Not for the first time, she found herself wishing she'd found the Major already. There were very few things at which he was better than her, and there were even fewer things that she'd ever admit out loud, but he had always been the better tracker between the two of them.

Maria was still exceptionally capable, of course. But when he had her beat (and when it wasn't something that pissed her off) she would admit it.

Of course she would. She'd always been the more reasonable one between them.
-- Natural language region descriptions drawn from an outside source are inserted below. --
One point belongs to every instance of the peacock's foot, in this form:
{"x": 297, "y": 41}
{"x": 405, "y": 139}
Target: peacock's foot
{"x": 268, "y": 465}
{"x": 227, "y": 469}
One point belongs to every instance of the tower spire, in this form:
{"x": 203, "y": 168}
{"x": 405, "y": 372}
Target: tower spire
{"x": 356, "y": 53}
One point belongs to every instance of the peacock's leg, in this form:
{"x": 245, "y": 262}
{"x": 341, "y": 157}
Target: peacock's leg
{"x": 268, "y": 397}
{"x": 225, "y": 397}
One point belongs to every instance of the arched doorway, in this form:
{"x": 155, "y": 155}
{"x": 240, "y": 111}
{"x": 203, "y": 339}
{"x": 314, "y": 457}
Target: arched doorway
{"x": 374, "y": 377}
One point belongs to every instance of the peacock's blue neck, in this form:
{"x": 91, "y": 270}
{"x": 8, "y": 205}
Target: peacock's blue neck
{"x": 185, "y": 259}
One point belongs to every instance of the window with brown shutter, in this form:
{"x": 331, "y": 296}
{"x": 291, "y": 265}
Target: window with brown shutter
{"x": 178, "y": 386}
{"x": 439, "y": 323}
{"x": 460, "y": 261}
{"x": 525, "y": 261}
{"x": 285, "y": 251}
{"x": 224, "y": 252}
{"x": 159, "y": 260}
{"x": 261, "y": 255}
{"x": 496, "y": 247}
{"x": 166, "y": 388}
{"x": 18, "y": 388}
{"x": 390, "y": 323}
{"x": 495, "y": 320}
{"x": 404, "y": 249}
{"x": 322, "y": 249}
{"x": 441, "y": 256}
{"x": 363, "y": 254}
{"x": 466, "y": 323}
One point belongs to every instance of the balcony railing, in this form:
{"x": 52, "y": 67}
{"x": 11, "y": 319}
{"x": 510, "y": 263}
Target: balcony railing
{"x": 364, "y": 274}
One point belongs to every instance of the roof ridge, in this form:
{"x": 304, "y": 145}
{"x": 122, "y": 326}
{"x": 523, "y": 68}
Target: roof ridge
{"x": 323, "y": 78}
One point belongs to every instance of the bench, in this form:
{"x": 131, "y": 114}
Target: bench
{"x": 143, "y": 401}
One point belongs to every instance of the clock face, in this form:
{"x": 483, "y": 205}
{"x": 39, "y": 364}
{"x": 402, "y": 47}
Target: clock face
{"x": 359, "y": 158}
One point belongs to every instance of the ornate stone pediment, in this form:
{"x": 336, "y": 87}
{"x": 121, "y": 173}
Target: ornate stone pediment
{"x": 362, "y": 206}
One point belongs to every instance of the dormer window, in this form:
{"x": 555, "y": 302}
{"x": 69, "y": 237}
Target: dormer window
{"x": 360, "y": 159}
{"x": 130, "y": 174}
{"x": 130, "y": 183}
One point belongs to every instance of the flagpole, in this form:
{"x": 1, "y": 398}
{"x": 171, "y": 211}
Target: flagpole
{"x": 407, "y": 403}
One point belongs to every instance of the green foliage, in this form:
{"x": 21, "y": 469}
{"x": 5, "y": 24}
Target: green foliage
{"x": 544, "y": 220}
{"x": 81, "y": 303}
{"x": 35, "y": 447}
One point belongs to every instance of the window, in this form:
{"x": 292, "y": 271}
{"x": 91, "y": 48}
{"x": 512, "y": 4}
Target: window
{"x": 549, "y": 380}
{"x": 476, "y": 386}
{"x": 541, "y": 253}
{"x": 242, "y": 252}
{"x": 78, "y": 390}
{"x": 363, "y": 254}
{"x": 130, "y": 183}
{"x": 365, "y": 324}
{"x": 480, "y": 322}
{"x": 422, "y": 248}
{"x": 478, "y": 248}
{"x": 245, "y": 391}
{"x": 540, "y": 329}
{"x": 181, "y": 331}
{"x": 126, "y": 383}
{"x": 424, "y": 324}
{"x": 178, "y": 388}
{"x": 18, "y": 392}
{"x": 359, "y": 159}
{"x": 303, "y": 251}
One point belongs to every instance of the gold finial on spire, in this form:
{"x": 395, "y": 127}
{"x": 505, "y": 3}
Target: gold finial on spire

Maria was decidedly not eager to see the rest of his family. Especially the crass, blonde wretch or the mouthy, irritating boy. She had been quite disappointed when they had been among the Cullens that hadn't taken the bait during their last meeting, and even more annoyed when they'd tried blaming everything on her. She scoffed, even thinking about it now.

As if the Major hadn't been more at fault than she was. It was utterly ridiculous. To be blamed for someone drinking blood? It was the stupidest thing in the world. They were lucky she hadn't killed any of them. Their guilt over human death was the most asinine thing she'd ever seen. Even more than their distasteful, yellow eyes.

"Do not track me down again," the Major had threatened, eyes delightfully red with his hand tight around her throat. His voice had shaken as fiercely as the arm that held her and she had basked in the newfound knowledge that she still had control over him.

Maria had grinned at him and resisted the urge to roll her eyes. She hadn't been afraid even for a second. The visit had been confirmation enough of something she'd always suspected: he would never be able to act against her, and he would never truly change from the man she'd created.

Jasper never had it in him to kill her back in Monterrey and she'd known that he wouldn't have been able to do it in Calgary, either. With this new coven of his he was just a dog with a muzzle. A bomb with no wick. Hopefully they would believe her when she brought news of this trouble. It would be their funeral if they didn't.

Maria did not owe the Cullens anything. She did not owe the Major anything. But she would let them believe that perhaps this was an act of kindness. After all, she could've just left them to face Esteban alone. She could've just left them to die. With Maria around, they stood a chance.

And if they still died with her around, well. It was a price she was willing to pay.